The part of the genome we’re targeting is highly conserved in all the viral strains that have been sequenced so far, meaning it’s part of the genome that isn’t as likely to mutate and change as some other areas — that’s a good sign.
We have tested it against a number of variants already, including the UK and California variants, and it’s equally effective against all. I’m expecting it to be equally effective against others too, because it’s not targeting the spike protein, which is where we’re seeing troublesome mutation between the strains.
Do you think it could work against other coronaviruses like MERS, or future coronaviruses?
We are developing a second ASO that targets a region of the virus that is the same between MERS, SARS, and SARS-CoV-2. We think a cocktail approach, where we use a combination of ASOs to target a specific virus, could be potent for preventing infection from any new strains that might occur.
Some of the COVID vaccines are tough to store, and that’s an issue with distributing them around the globe. Are you able to store and administer the ASOs more easily?

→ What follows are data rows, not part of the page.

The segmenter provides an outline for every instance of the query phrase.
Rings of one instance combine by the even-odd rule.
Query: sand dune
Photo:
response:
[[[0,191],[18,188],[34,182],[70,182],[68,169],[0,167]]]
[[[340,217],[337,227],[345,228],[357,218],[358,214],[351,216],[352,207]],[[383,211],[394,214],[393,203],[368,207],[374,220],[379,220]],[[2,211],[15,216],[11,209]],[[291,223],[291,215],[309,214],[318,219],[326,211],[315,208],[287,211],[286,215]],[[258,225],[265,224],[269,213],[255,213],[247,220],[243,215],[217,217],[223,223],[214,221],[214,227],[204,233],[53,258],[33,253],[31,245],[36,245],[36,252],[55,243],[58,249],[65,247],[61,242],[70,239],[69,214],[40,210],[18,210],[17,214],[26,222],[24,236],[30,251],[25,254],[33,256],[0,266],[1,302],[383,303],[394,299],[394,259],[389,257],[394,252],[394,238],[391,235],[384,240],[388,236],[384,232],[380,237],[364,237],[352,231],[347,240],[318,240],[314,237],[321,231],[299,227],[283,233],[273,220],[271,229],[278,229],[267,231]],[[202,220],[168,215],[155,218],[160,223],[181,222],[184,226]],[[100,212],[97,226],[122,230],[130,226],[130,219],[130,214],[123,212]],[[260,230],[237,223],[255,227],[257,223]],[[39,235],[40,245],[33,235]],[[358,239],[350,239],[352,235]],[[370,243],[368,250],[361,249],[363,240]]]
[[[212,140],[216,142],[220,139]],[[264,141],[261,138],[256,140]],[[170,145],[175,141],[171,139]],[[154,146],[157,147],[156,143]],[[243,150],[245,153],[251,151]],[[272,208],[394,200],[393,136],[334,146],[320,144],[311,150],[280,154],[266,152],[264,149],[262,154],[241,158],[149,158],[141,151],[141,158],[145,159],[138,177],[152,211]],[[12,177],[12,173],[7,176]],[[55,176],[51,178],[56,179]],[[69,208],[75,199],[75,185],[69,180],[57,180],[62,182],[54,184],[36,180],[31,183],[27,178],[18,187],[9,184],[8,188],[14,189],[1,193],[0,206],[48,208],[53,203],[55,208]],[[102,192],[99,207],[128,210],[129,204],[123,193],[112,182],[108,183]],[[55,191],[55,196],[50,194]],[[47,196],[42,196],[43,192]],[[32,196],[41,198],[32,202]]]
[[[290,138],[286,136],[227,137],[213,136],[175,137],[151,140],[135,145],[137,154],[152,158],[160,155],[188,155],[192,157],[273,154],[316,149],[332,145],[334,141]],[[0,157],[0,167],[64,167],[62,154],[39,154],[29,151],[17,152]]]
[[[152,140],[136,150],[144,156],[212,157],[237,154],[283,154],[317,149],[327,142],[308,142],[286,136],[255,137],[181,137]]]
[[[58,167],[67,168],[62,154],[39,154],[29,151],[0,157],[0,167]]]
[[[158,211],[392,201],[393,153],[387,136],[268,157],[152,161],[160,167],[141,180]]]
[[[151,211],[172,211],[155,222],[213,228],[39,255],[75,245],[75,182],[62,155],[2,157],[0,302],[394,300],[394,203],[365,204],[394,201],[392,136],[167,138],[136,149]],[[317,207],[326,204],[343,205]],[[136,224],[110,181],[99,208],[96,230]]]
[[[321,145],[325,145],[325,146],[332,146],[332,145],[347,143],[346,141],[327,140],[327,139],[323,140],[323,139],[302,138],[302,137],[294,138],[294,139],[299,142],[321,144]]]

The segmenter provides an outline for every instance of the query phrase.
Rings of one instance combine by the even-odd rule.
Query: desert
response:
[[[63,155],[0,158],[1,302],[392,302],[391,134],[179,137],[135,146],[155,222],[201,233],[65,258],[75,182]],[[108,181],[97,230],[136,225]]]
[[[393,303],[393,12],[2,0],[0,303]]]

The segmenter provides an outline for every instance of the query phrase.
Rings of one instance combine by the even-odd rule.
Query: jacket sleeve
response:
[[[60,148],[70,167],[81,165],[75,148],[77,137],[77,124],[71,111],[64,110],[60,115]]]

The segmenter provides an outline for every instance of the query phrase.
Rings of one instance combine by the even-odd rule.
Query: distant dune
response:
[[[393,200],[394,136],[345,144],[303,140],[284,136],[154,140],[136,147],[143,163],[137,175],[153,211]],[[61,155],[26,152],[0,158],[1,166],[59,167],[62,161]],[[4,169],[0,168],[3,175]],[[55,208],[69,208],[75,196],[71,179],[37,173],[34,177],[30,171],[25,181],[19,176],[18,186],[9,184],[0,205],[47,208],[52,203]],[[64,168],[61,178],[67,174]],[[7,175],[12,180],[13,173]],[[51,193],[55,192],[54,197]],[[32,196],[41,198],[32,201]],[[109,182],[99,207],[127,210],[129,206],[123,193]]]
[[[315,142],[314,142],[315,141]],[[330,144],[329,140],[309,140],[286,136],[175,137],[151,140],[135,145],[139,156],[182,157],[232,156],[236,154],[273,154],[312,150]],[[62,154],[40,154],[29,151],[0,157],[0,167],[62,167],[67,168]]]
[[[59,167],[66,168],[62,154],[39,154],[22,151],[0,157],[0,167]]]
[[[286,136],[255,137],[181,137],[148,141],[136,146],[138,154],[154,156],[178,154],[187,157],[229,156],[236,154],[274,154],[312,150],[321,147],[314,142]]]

Yes, the ASO technology is incredibly stable, so you can remove all the water and store it indefinitely, even stockpile it. We tried a few different ways to give the ASOs to the mice, and found that putting them in a simple saline solution and flushing it through the nasal passages was most effective. So, for humans, we think that could be translated into a nasal spray to get it in the nose, or a nebulizer to get it into the lungs. We don’t know which is going to work best in patients, so we’ll try both.
It seems like this could be used for prevention or treatment.
We need to discuss this with clinicians and strategize as to what is the best for a given patient population. For, say, an elderly patient who is immunocompromised and can’t take a vaccine, this could be used for prevention. We could also potentially use it for, let’s say, medical care workers who are at a high risk of exposure.
What are your next steps?
We’ve tested the treatment in mice and hamsters, and created a company called CalGen to develop the therapeutics. We’re talking with the FDA, NIAI, and NIH about the next steps to bring this closer to a clinical trial. We hope it’ll be out in a year or so.
Any plans now that you’ve been vaccinated?
I’m looking forward to frequenting outdoor cafes. I was a postdoc here at Cal with Robert Tjian and I lived three blocks from the original Peet’s. I used to go there every day and hang out and read papers and so on. It’s a great spot.
The other thing I’m looking forward to is eating sushi. I have a preexisting condition, so I needed to practice extreme caution with COVID. So I have barely ventured out of the house for a year. I’m looking forward to getting take-out, going grocery shopping and the like now that I’m vaccinated.